(Mt 4, 12-16; 11, 1-4; Luc 3, 19-20; 7, 18-30)
Herodes Antipas, el Tetrarca,
el zorro adúltero y ladrón,
reprendido públicamente por Juan,
le encerró, vengativo, en la lóbrega
prisión de Maqueronte.
Dispersos sus discípulos,
Jesús se quedó a repensar su vocación
en medio del desierto silencioso.
Enfrentado allí al espíritu del mal,
y asistido por Dios,
como todos los profetas de su pueblo,
venció la vieja tentación del falso mesianismo:
conventir a las piedras en panes;
arrojarse, olímpico, del alero del Templo,
o dejarse adorar,
igual que los señores de este mundo.
Volvió después, confortado, a Nazaret
decidido a proseguir
la misión de Juan el Rabí por toda Galilea.
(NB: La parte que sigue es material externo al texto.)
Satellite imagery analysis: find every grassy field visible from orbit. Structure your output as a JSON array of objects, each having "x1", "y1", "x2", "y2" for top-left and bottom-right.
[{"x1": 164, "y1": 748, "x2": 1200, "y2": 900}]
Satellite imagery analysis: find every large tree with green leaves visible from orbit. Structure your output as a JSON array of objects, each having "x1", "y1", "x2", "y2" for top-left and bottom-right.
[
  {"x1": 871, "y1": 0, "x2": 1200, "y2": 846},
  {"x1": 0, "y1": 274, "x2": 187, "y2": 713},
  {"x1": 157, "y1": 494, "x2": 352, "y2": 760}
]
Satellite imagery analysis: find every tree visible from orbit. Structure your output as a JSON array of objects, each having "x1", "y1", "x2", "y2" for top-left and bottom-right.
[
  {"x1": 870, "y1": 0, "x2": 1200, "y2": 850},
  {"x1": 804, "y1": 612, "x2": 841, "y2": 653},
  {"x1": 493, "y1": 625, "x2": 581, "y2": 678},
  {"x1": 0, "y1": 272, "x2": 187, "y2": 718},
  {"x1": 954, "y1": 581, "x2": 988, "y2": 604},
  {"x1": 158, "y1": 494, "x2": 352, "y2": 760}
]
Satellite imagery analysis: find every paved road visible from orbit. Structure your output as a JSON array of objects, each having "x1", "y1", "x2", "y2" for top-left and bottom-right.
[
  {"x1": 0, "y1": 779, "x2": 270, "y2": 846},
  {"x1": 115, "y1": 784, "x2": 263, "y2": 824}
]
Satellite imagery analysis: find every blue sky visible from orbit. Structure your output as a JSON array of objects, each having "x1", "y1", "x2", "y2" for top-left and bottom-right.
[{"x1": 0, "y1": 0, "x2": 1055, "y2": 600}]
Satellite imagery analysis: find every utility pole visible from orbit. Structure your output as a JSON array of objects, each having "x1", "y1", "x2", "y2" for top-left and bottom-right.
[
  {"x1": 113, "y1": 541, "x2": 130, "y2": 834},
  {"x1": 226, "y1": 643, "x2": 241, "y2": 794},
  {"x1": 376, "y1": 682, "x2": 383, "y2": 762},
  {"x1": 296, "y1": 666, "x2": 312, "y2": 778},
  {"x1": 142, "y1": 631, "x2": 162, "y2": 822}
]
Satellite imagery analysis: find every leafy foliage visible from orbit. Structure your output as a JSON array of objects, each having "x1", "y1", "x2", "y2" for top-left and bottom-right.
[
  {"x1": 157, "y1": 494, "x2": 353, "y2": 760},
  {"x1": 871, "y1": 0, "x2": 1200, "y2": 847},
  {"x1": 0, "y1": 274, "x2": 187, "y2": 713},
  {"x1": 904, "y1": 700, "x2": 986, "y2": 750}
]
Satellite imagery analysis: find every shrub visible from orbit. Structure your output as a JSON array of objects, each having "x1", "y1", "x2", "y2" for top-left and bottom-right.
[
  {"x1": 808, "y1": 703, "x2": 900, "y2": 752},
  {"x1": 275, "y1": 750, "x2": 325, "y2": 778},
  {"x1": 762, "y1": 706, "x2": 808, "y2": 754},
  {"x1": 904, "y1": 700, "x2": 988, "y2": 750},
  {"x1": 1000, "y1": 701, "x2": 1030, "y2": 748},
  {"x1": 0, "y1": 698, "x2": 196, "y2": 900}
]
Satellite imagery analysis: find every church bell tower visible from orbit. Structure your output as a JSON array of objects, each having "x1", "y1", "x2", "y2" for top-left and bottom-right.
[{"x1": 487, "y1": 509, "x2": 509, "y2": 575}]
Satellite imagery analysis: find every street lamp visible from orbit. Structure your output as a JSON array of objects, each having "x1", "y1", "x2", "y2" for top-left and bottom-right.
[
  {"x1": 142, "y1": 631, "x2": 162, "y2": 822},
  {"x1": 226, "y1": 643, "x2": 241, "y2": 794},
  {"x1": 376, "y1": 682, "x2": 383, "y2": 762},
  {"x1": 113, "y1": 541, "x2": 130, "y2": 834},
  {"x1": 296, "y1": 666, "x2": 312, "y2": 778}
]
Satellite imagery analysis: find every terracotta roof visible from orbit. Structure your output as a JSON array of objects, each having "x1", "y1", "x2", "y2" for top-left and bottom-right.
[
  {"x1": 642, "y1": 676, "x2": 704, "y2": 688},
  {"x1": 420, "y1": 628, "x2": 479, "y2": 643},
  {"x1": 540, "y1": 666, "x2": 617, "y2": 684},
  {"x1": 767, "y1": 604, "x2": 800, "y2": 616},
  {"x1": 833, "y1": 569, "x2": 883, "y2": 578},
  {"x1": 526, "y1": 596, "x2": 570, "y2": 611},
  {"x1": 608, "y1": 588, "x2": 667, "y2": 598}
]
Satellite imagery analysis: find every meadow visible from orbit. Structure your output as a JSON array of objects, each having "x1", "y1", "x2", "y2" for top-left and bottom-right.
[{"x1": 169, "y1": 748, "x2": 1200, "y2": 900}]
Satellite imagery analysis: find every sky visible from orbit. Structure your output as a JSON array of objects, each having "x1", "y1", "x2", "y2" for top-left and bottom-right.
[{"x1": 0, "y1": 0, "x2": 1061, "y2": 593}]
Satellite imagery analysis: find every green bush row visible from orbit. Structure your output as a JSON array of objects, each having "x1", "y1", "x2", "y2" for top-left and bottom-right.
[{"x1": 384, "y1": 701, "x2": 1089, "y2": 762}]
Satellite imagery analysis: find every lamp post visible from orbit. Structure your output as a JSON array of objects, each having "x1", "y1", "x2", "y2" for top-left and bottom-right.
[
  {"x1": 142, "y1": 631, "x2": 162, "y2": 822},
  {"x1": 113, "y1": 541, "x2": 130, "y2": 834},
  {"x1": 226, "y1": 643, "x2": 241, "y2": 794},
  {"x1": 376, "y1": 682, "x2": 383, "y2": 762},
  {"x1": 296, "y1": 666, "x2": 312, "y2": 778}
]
Quería ser la luz incandescente
de todos los que viven en las sombras;
llenar de regocijo a los tristes y aquejosos,
mayor que un siega colmada o botín regalado;
quitar el yugo de todas las espaldas subyugadas,
y la pinga de todos los hombros sometidos;
romper en dos las varas de los déspotas;
pisar las botas que patean al pueblo con orgullo
y arrojarlas al fuego justiciero.
Y se puso a proclamar el Reino de Dios,
a orillas del mar Genesaret,
y a curar con su fuerza las dolencias de todos:
los ciegos, los sordos y los mudos,
los cojos, paralíticos, lunáticos,
los leprosos y los muchos poseídos del demonio.
Cuando Juan, encadenado,
pudo oír el rumor de los prodigios,
mandó a Jesús a dos de sus discípulos:
-¿Eres tú el que tiene que venir,
el que todos esperamos,
o tenemos que esperarle todavía?
Y Jesús de Nazaret
no les largó una hermosa conferencia
ni se anduvo en hipócritas rodeos:
– Id y decid a Juan
lo que visteis y oísteis:
los ciegos ven,
los cojos andan,
los leprosos quedan limpios,
los sordos oyen,
los muertos resucitan
y se anuncia a los pobres la Buena Noticia.
Bienaventurado él,
si confía en su antiguo discípulo.
Era la síntesis mejor
del Reino que empezaba a proclamar.
Y Juan se puso a comedir
la recia y profética respuesta de Jesús
en la lóbrega prisión de Maqueronte.